First and second members 12, 14 can also be secured by a plurality of C-section bridges 16 as shown in FIG. 5. Accordingly, first and second members 12, 14 would include a plurality of channels 18, 22 therein for receiving anchor arms 16b, 16c, and a plurality of holes 20, 24 for securing means 26 to connect C-section bridges 16 to first and second members 12, 14.

In another embodiment of the invention, first and second members 12, 14 of brake caliper 10 do not have channels 18, 22 formed therein. Instead, the outside face of C-section bridge 16 abuts the inside face of first and second members 12, 14, such that holes 16d, 16e in C-section bridge 16 coaxially align with holes 20, 24 in first and second members 12, 14.

Another embodiment of the invention is shown in FIG. 6. Referring to FIG. 6, an E- section cage 30 connects the first and second housing members 12, 14. In contrast to the C- section bridge 16 shown in FIG. 3, this type of cage can be described as an E-section because of its profile. The E-section cage 30 has a top rectangular frame 32 which includes two side members 34, 36 joined approximately at the midpoint by a cross member 38. At the midpoint of each respective side member 34, 36 where the cross member 38 is connected, each side member 34, 36 is connected to a downward anchor 40. The two respective downward anchors 40 are not unlike the anchors on the C-section bridge 16 in that each anchor 40 has at least one hole 40a formed therein to be in substantial alignment with holes 20 on the first and second housing members 12, 14. The respective ends of the side members 34, 36 are connected by endplates 42. It should be noted that the center portion of each endplate 42 can be cut-out to reduce weight as shown in FIG. 6, with the endplate 42 tabbed on the bottom edge as shown.

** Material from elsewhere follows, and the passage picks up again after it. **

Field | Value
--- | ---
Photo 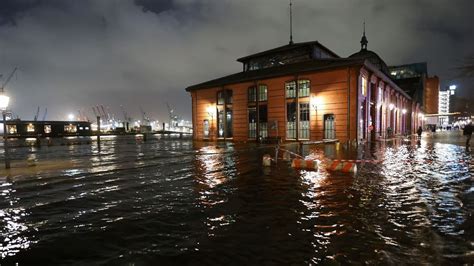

Integral to the outside face of each respective endplate 42 is a shoulder block 44 that is recessed with respect to the side edges of endplate 42. Each shoulder block 44 has at least one hole 44a formed therein to be in substantial alignment with holes 44b on the first and second housing members 12, 14.

In the preferred embodiment as shown in FIG. 6, the inboard surface of each respective housing member 12, 14 is recessed in relation to the raised shoulders of housing member 12, 14. The recessed inboard surfaces of first and second housing members 12, 14 are such that the endplates 42 and anchors 40 on rectangular frame 32 of E-section cage 30 fit between the recessed surfaces when first and second housing members 12, 14 are assembled. When rectangular frame 32 of E-section cage 30 is fitted between the recessed surfaces of first and second housing members 12, 14, the recessed shoulder blocks 44 on endplates 42 fit with the raised surfaces of the shoulders on first and second housing members 12, 14. A securing means,

such as a bolt, capable of passing through holes 20 in first and second housing members 12, 14 and engaging holes 40a in anchors 40, acts to secure first and second members 12, 14 to E- section cage 30. In addition, other securing means, capable of passing through holes 44b in first and second housing members 12, 14 and engaging holes 44a in shoulder blocks 44 of E-section cage 30, act to further secure first and second members 12, 14 to E-section cage 30.

The embodiments described herein demonstrate an improved brake caliper having reinforced bridge. This brake caliper design will reduce the clam shell effect. Although the present invention has been described in considerable detail with reference to certain preferred versions thereof, other versions are possible. Therefore, the spirit and scope of the appended claims should not be limited to the description of the preferred versions contained therein.